A música é significativa na identificação de um
grupo social. Chega a ser símbolo
nacional. No caso batista, a
encadernação do Cantor Cristão junto com a Bíblia, por razões econômicas e
operacionais, contribuiu de forma tal para o fortalecimento simbólico do
Hinário que, para alguns, a autoridade de suas letras, como as da Bíblia,
deveria ser indiscutível e insubstituível.
Suas letras e melodias, continuam servindo de identidade para boa parte
das reuniões de batistas.
É interessante analisar os resultados dos
investimentos em educação musical, feitos pelas denominações, bem como da
popularização tecnológica dos meios de reprodução de sons e partituras. Se por um lado, eles possibilitaram o
crescimento e a proliferação da produção nacional de música evangélica, por
outro, contribuíram para o enfraquecimento de um dos pilares simbólicos da
nossa identidade denominacional, o Cantor Cristão.

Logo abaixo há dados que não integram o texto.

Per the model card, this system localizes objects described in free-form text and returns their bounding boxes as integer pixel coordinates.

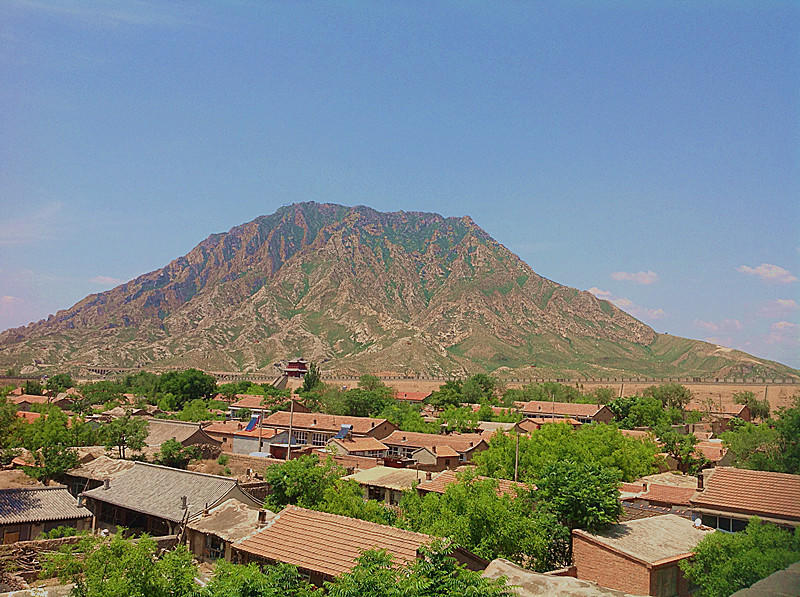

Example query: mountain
[0,203,798,377]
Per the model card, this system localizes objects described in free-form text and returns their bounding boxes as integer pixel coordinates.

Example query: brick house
[572,514,713,597]
[228,506,488,586]
[522,400,614,423]
[689,466,800,532]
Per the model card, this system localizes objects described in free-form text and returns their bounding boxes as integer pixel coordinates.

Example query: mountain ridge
[0,202,797,376]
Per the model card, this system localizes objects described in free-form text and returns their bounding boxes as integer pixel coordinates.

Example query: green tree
[536,460,622,532]
[325,541,514,597]
[301,363,322,392]
[679,517,800,597]
[473,423,660,482]
[44,533,200,597]
[199,560,322,597]
[642,382,692,410]
[47,373,75,394]
[733,391,770,421]
[155,439,200,470]
[102,413,147,458]
[264,454,346,512]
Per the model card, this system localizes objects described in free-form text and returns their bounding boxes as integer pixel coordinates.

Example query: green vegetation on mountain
[0,203,798,377]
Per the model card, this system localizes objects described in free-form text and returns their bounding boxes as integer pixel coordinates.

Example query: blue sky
[0,0,800,367]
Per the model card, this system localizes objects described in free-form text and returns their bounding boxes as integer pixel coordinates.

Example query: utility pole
[286,397,294,462]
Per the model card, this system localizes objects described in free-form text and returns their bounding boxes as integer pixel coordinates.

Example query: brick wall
[572,534,650,595]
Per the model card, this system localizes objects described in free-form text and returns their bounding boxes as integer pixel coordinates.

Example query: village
[0,359,800,597]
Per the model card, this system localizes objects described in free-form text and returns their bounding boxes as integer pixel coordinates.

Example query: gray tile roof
[0,487,92,524]
[81,462,260,522]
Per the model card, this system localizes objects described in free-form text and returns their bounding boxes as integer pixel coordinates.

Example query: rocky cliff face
[0,203,792,374]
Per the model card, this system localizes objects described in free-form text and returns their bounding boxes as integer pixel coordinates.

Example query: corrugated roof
[264,410,386,435]
[328,436,389,452]
[68,456,133,481]
[186,500,275,543]
[82,462,259,522]
[381,431,486,453]
[572,514,713,564]
[691,466,800,520]
[0,487,92,524]
[146,419,220,446]
[417,470,528,497]
[345,466,425,491]
[235,506,432,576]
[522,400,603,417]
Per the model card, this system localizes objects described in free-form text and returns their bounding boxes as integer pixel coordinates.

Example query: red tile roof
[639,483,695,506]
[264,410,386,435]
[522,400,603,417]
[691,466,800,521]
[417,470,528,497]
[235,506,432,576]
[394,392,431,402]
[381,431,486,453]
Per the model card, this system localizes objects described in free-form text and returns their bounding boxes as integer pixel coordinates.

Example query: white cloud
[589,286,611,299]
[89,276,125,286]
[758,299,800,317]
[694,319,744,332]
[611,270,658,285]
[736,263,797,284]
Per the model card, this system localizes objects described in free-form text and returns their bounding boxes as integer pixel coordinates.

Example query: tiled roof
[17,410,42,423]
[346,466,425,491]
[235,506,432,576]
[82,462,259,522]
[394,392,431,402]
[264,410,386,435]
[572,514,713,566]
[146,419,219,446]
[417,470,528,497]
[381,431,486,453]
[691,466,800,520]
[329,437,389,452]
[9,394,50,404]
[0,487,92,524]
[522,400,603,417]
[639,483,695,506]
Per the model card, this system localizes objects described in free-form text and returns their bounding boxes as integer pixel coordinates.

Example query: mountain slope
[0,203,796,376]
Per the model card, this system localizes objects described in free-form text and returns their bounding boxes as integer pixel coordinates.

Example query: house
[80,462,261,536]
[228,506,488,586]
[522,400,614,423]
[481,558,636,597]
[417,467,531,498]
[572,514,713,597]
[145,419,222,448]
[345,466,430,506]
[689,466,800,532]
[394,390,431,404]
[186,500,275,562]
[0,486,92,544]
[58,455,134,498]
[228,394,311,419]
[381,431,488,470]
[263,411,397,447]
[328,436,389,458]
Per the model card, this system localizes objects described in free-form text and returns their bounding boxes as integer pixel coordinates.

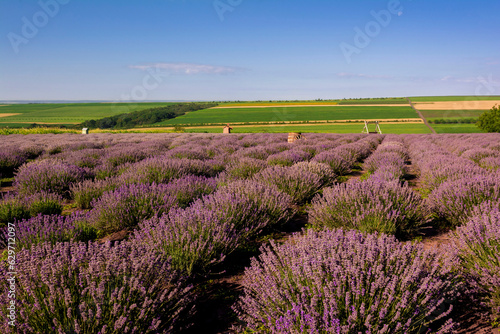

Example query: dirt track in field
[210,104,409,109]
[413,100,500,110]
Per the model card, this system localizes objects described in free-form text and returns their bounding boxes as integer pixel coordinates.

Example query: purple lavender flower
[254,166,322,203]
[0,242,193,334]
[14,160,86,197]
[308,178,426,237]
[90,183,177,234]
[235,230,460,334]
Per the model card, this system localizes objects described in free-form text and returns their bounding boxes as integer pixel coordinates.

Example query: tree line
[76,102,217,129]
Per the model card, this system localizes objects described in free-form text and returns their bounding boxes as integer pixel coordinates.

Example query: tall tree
[476,106,500,132]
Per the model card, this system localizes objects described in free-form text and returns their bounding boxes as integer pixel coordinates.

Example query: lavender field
[0,133,500,334]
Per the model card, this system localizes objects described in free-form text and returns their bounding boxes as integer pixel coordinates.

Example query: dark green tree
[476,106,500,132]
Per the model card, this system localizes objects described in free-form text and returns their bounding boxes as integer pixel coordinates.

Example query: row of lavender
[2,135,381,333]
[0,135,499,333]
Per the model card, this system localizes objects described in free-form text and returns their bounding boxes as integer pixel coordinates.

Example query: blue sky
[0,0,500,101]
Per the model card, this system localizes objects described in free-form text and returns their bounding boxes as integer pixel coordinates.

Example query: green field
[420,110,485,119]
[185,123,430,134]
[156,106,418,126]
[220,97,408,107]
[409,95,500,102]
[339,97,408,105]
[0,102,173,126]
[432,124,483,133]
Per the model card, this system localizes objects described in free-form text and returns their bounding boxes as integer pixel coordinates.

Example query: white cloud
[337,72,393,79]
[129,63,239,75]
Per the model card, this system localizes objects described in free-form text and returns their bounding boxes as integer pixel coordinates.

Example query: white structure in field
[361,121,382,134]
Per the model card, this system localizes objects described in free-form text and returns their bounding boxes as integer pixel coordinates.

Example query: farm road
[406,98,436,134]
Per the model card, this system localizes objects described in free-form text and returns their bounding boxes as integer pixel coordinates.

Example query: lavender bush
[133,208,240,276]
[0,147,27,177]
[292,161,337,187]
[90,183,176,234]
[0,194,30,227]
[267,150,311,166]
[312,151,355,175]
[14,160,86,197]
[24,192,63,217]
[166,175,217,208]
[308,178,426,237]
[220,180,294,226]
[70,178,120,209]
[427,175,500,227]
[226,157,267,179]
[452,207,500,319]
[0,242,193,334]
[254,166,322,204]
[0,213,97,250]
[235,230,459,334]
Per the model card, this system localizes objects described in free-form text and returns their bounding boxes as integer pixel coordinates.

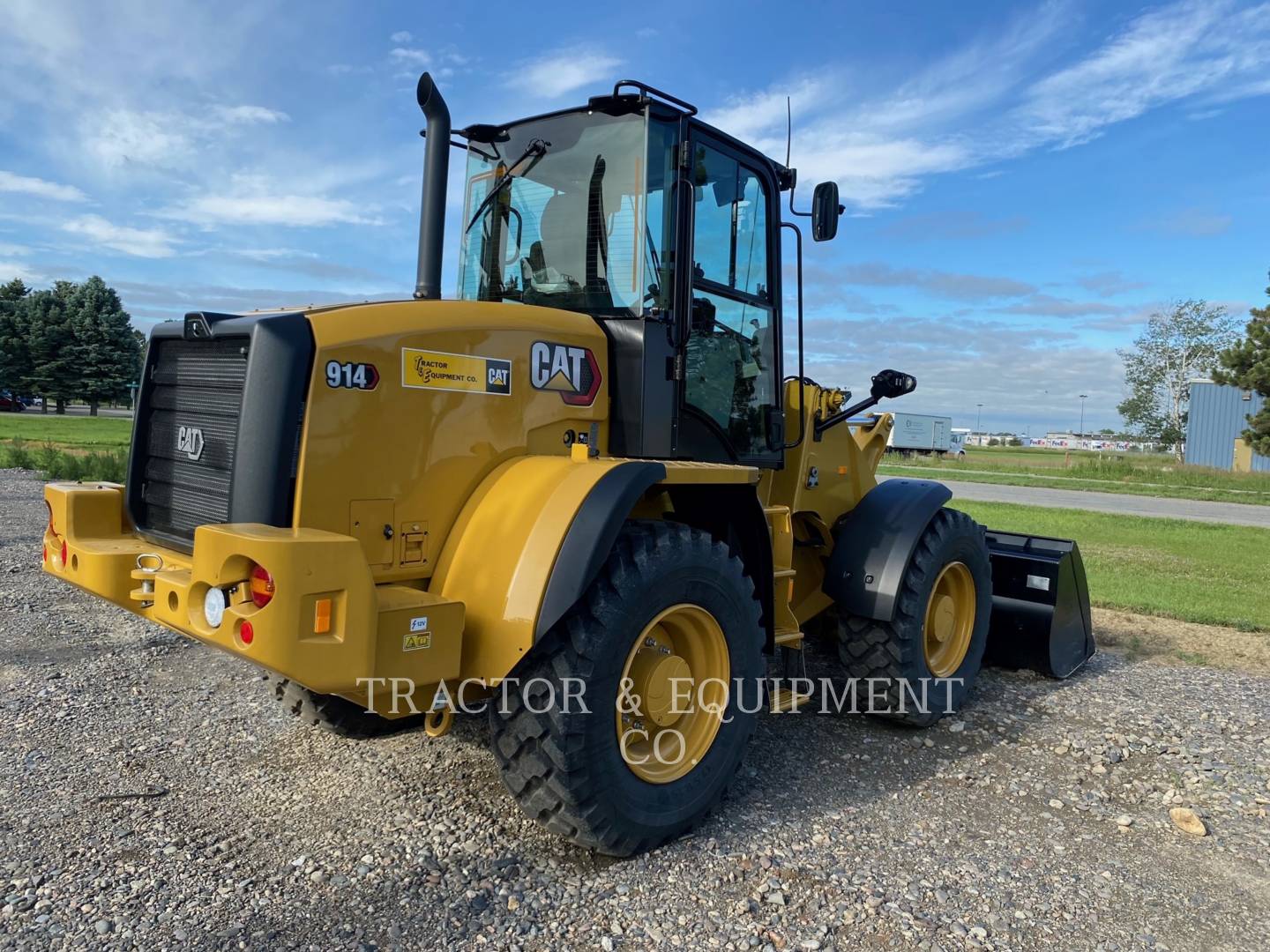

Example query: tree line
[1117,271,1270,459]
[0,274,145,416]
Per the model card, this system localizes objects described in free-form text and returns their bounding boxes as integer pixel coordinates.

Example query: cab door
[676,132,783,467]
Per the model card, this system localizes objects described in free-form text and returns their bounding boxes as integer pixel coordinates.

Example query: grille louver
[138,338,249,539]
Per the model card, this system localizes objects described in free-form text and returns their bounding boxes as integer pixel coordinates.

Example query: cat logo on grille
[529,340,601,406]
[176,427,203,464]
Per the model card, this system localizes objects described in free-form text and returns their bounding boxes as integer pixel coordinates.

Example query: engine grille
[133,337,250,540]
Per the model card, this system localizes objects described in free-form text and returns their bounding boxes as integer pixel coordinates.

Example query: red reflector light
[243,565,273,612]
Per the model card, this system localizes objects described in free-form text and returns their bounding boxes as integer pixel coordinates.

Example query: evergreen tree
[1213,271,1270,456]
[64,274,139,416]
[23,280,78,413]
[0,278,31,410]
[1117,301,1237,461]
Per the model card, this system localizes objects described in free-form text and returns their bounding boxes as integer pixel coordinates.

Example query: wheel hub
[631,645,693,727]
[922,562,975,678]
[616,603,730,783]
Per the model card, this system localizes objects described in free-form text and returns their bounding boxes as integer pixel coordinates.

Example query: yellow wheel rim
[616,604,731,783]
[922,562,975,678]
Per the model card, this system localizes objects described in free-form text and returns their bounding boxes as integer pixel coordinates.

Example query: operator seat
[520,190,614,311]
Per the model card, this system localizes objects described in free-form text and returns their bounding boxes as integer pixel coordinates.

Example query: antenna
[785,96,811,222]
[785,96,794,169]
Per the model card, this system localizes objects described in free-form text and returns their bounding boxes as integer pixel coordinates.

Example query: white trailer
[886,413,964,456]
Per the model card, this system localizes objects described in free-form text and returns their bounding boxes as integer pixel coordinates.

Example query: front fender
[430,456,666,681]
[822,480,952,622]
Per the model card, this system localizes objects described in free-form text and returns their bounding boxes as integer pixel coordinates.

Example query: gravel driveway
[0,471,1270,949]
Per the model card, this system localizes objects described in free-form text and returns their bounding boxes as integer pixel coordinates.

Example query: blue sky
[0,0,1270,434]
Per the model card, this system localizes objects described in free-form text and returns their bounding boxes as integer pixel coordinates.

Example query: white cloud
[507,49,623,99]
[214,106,291,126]
[389,46,432,66]
[706,0,1270,211]
[80,104,291,169]
[159,175,380,227]
[0,259,43,282]
[63,214,176,257]
[1017,0,1270,147]
[81,109,194,169]
[0,170,87,202]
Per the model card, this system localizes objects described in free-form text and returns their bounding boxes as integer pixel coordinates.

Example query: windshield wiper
[464,138,551,234]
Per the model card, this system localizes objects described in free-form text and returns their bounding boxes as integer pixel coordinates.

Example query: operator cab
[459,81,794,467]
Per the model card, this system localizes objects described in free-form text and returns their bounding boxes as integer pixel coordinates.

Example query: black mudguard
[983,529,1094,678]
[820,480,952,622]
[534,461,666,641]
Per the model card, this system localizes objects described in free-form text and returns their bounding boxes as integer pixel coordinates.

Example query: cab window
[684,144,780,458]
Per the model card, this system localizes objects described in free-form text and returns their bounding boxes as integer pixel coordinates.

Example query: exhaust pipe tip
[414,72,444,115]
[414,72,450,300]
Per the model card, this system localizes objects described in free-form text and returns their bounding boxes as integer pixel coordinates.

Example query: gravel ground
[0,471,1270,949]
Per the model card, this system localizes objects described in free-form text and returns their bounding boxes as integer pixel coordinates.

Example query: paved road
[878,476,1270,529]
[7,470,1270,952]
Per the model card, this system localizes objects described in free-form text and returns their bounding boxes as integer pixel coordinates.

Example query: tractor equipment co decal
[529,340,601,406]
[401,615,432,651]
[401,346,512,396]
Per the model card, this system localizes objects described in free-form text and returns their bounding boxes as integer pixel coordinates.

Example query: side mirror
[811,182,845,242]
[869,370,917,400]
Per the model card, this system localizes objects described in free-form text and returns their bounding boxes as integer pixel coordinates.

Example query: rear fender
[430,456,666,681]
[822,480,952,622]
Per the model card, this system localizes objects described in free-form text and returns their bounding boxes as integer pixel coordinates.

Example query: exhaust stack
[414,72,450,300]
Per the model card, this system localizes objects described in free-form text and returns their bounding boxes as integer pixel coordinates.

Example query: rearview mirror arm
[814,396,881,442]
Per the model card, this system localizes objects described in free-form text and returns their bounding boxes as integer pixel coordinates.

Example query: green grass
[953,502,1270,631]
[0,410,132,450]
[878,447,1270,505]
[0,439,128,482]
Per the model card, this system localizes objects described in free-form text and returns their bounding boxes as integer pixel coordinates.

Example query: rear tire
[489,520,765,856]
[837,509,992,727]
[268,675,424,740]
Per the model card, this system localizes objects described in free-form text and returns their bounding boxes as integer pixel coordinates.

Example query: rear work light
[251,565,273,608]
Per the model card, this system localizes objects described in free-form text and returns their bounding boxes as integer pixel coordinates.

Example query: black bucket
[983,529,1094,678]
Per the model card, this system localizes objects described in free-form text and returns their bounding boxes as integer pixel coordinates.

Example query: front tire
[837,509,992,727]
[489,520,763,856]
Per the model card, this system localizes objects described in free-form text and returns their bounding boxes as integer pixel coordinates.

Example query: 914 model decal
[529,340,602,406]
[326,361,380,390]
[401,346,512,396]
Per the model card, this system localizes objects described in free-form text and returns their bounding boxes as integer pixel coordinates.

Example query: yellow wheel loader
[43,74,1094,856]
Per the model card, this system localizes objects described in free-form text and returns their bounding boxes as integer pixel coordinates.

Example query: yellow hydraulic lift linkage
[43,74,1094,856]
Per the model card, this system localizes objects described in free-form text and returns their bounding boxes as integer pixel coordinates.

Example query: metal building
[1186,381,1270,472]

A partir desse fato, houve uma divisão entre os que
defendiam a manutenção exclusiva, nos cultos, dos hinos tradicionais do
referido hinário, e os que defendiam a inclusão de hinos e cânticos
contemporâneos. O HINÁRIO PARA O CULTO
CRISTÃO foi uma tentativa de conciliação, mesclando hinos antigos e novos com o
propósito de, sobretudo, preservar a identidade batista. O maior obstáculo porém, a esse projeto, tem
sido a tecnologia. É que é muito mais
cômodo e menos oneroso cantar lendo uma projeção de um retroprojetor do que ter
que adquirir e segurar um pesado livro. É
muito mais fácil e agradável aprender novos hinos ouvindo-os através de um CD
ou do rádio, no conforto do lar, do que repetindo-o, sob a orientação de um
regente.
Sem perceber ou querer admitir essas realidades e
na tentativa de fazer prevalecer um tipo de música em detrimento de outro, a
postura de alguns tem sido a de combater a escolha musical alheia. Subliminarmente a "argumentos
técnicos", subsiste uma velada disputa política, no sentido de fazer
prevalecer gostos, costumes, crenças e valores. Em nome da boa "qualidade técnica",
percebe-se a defesa de músicas oriundas de países colonizadores e a acusação
das geradas na própria região ou em países subdesenvolvidos, como sendo de mau gosto
e, até, demoníacas; as executadas nos encontros da elite social são as de bom
gosto e as cantadas pelas massas, ruins. Por isso, tão importante quanto avaliar a
música evangélica contemporânea em seus aspectos estéticos ou teológicos,
seria, também, pôr em xeque os
pressupostos sociológicos embutidos na postura de seus críticos.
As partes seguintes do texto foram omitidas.